In conclusion, parameters like body weight, neurology, clinical biochemistry, gross necropsy, organ weight remained unaffected up to 48 mg/kg bw/day. At the highest dose-level, most of the animals had piloerection. Salivation and respiratory sounds were also observed but these clinical signs are frequently observed with strong irritant / corrosive substances administered by gavage and were therefore not considered as toxicologically relevant. At the highest dose-level, changes in haematological parameters and decrease in food consumption during the post –natal period were also seen in females. No such findings were noted at the lower dose-levels. Test item-related histopathological changes were observed in small intestine and the mesenteric lymph node in all treated groups. Both males and females had infiltration with histiocytes that probably contained test-item lipid complexes which are poorly degraded by lysosomal enzymes. As no degenerative changes were associated, this effect was therefore considered to be non‑adverse.

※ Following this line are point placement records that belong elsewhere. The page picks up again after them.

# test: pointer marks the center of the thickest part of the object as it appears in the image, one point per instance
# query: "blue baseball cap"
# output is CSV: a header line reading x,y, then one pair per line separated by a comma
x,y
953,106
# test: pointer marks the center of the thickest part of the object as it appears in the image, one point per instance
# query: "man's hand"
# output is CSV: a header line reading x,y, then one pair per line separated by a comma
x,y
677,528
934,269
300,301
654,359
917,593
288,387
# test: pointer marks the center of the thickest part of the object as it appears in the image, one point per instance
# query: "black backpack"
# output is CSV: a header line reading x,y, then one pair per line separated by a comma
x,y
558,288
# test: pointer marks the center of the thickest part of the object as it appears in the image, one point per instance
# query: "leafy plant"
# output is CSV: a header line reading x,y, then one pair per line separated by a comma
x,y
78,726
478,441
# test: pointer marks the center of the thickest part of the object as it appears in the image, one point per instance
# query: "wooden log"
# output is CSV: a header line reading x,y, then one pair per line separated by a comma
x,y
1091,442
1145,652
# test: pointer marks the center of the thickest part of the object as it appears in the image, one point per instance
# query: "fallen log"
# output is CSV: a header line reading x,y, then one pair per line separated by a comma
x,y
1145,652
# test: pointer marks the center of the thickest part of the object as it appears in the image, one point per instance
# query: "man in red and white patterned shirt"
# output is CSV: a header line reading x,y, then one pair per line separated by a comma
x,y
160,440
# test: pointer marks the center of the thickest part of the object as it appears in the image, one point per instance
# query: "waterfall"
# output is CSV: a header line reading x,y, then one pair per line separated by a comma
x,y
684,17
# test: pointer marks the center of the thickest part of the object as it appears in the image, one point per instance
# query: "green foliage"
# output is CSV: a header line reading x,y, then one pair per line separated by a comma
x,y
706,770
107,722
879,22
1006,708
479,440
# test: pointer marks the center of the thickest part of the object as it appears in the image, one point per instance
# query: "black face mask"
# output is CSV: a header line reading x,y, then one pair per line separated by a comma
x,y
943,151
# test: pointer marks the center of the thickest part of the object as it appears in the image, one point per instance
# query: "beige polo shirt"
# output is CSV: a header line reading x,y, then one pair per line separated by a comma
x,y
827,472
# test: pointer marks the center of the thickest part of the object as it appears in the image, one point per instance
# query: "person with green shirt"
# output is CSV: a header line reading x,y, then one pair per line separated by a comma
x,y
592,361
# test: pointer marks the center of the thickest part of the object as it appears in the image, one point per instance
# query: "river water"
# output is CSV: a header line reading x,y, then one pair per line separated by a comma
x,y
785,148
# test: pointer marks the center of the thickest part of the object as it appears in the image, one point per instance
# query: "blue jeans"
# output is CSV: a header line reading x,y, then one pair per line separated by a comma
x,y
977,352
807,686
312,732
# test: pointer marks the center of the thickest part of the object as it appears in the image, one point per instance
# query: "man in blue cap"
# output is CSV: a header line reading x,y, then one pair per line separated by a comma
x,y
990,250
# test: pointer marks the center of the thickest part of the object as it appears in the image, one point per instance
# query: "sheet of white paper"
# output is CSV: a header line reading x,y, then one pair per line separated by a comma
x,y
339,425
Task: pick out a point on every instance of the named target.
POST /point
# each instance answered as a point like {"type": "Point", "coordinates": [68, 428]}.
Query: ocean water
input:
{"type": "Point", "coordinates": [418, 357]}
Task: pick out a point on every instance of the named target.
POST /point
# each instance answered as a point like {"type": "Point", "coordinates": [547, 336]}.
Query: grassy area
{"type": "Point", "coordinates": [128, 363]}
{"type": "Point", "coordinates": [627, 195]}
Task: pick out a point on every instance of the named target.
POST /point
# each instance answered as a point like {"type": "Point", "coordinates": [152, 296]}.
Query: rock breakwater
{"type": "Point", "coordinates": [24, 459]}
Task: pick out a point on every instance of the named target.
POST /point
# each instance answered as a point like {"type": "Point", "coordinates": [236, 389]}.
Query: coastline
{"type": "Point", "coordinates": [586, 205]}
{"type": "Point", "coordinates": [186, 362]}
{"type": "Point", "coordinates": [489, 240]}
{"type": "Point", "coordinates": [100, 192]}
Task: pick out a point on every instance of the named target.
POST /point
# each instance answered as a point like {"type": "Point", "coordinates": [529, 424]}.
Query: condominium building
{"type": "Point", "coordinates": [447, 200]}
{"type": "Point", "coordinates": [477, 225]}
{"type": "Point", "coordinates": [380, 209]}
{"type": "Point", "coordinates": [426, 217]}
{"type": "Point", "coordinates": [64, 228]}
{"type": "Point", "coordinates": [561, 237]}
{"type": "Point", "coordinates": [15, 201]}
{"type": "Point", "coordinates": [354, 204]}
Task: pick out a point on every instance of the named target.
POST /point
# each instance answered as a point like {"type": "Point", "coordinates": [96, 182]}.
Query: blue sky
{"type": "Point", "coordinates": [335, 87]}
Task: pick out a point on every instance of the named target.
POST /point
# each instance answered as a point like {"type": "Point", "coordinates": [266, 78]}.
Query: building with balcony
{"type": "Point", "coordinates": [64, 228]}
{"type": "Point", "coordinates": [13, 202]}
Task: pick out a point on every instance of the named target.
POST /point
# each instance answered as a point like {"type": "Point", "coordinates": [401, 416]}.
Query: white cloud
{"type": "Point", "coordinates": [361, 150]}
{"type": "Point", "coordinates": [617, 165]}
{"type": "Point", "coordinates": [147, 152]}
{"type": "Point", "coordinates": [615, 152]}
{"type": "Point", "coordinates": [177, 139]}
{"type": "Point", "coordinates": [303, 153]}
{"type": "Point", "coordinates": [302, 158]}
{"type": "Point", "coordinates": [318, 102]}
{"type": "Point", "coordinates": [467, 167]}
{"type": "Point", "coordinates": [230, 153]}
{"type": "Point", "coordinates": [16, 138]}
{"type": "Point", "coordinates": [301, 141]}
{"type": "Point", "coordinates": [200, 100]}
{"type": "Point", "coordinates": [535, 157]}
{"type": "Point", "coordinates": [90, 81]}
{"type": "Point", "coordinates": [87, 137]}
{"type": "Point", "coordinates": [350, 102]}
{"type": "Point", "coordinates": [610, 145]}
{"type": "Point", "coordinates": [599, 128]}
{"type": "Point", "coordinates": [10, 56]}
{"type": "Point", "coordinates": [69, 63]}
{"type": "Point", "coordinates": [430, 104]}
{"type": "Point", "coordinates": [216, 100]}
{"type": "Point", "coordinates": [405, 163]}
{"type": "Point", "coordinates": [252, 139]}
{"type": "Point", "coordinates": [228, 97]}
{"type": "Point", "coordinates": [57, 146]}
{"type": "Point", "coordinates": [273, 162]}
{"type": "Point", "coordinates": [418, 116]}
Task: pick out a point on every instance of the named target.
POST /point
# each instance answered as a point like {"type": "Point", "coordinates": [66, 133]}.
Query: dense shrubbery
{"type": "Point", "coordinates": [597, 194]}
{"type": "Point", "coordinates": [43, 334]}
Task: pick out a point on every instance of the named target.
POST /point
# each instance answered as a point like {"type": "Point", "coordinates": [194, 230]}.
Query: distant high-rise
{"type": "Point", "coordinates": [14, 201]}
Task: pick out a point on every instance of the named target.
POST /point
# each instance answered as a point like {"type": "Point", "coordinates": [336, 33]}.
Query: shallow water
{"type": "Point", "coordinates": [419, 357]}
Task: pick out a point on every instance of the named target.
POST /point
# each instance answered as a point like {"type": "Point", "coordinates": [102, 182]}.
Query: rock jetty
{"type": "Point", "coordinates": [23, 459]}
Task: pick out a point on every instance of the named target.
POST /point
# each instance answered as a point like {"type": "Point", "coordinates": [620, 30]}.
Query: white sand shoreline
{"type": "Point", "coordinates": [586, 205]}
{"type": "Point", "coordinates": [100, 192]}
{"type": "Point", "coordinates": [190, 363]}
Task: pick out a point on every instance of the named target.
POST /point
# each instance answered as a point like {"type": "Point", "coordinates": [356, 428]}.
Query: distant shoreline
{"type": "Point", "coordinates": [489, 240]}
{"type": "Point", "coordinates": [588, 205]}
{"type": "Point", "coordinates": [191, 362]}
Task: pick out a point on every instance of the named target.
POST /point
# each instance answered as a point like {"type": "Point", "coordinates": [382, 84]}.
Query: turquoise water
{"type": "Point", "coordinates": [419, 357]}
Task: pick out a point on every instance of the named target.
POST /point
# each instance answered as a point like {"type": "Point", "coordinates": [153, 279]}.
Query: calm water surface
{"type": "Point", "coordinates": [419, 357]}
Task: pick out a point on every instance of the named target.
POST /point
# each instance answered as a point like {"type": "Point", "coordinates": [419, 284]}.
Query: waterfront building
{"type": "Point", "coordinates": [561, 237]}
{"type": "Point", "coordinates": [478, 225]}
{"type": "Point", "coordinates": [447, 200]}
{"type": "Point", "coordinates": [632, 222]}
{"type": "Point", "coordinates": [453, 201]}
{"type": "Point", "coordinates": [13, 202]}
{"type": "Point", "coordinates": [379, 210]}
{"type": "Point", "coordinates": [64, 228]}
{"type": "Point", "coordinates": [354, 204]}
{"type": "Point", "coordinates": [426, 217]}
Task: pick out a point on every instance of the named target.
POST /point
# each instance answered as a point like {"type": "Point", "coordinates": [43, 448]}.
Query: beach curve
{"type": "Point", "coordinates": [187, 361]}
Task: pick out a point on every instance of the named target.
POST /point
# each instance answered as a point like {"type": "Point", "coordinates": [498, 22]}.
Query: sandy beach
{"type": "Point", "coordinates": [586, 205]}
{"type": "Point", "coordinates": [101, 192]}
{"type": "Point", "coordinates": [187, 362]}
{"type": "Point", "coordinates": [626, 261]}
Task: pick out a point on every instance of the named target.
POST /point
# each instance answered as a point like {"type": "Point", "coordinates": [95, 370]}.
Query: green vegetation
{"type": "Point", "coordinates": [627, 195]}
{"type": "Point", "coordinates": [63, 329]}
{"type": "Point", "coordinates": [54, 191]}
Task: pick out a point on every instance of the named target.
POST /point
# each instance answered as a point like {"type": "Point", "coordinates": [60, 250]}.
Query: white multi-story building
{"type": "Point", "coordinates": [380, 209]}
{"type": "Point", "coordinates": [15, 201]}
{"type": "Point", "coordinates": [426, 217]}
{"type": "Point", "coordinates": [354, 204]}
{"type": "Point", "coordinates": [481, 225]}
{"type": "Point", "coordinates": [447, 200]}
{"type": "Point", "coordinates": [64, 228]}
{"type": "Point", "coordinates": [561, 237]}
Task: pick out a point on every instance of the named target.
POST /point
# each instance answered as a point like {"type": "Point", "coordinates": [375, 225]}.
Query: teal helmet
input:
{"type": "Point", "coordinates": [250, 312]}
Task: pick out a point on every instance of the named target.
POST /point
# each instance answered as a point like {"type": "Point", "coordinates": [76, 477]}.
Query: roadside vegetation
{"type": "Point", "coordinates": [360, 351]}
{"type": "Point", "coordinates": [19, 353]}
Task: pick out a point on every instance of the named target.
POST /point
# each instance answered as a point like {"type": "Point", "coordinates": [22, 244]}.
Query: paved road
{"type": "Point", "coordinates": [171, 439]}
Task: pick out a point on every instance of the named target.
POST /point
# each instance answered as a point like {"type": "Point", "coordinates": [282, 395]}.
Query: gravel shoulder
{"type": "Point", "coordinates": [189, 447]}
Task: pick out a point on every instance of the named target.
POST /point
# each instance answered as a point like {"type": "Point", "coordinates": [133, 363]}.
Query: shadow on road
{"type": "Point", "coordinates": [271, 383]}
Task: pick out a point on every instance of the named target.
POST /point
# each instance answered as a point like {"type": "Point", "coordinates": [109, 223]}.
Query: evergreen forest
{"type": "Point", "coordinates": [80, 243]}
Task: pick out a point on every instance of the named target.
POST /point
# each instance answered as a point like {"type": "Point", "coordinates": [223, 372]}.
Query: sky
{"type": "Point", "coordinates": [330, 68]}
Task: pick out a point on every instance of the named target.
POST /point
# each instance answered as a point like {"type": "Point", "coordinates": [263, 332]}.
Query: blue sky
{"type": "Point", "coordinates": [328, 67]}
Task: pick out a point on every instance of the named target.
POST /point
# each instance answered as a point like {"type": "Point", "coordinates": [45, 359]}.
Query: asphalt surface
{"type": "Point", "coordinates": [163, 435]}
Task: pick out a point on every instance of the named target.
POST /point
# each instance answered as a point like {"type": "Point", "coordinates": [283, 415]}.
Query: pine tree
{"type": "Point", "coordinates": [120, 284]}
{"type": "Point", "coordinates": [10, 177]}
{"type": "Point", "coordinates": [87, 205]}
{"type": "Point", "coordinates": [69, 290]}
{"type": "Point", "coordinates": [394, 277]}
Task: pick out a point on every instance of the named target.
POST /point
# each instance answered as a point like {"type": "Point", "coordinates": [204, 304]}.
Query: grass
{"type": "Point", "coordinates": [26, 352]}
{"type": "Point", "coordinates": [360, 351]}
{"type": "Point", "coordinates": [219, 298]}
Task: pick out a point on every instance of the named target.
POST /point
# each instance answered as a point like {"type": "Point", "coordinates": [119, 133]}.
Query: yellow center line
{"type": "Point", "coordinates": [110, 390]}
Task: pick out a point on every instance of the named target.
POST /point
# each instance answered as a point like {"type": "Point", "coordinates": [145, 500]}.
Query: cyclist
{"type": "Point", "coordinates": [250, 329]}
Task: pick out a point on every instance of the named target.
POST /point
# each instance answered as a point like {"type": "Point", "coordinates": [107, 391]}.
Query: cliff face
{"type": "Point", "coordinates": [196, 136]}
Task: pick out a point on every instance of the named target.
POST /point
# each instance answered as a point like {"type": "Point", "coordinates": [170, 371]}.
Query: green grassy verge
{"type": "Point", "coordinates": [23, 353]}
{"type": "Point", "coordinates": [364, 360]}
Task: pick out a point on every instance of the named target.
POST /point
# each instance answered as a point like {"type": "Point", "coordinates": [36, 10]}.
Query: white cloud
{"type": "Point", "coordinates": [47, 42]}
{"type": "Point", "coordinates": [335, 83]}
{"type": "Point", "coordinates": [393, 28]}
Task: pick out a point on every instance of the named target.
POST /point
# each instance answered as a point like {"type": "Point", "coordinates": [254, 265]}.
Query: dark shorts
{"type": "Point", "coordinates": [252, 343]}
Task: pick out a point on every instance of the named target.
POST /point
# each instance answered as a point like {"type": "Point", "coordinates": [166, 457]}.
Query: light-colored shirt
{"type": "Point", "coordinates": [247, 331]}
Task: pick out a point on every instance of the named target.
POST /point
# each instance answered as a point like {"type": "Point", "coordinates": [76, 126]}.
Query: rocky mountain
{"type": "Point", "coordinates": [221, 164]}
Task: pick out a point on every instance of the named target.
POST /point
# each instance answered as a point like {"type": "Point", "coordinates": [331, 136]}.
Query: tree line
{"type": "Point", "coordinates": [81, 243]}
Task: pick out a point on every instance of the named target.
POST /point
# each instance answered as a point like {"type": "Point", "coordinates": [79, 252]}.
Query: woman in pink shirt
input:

Based on the data generated from this study, A No Observed Effect Level (NOEL) could not be established for the parental toxicity due to histopathological findings in small intestine and mesenteric lymph nodes in all treated groups. As no degenerative changes were associated, these findings were therefore considered to be non‑adverse and the No Observed Adverse Effect Level (NOAEL) was considered to be 24 mg/kg/day.

 

Results on the reproductive toxicity potential of the test item are presented in section 7.8.1 "Toxicity to reproduction" of this dossier.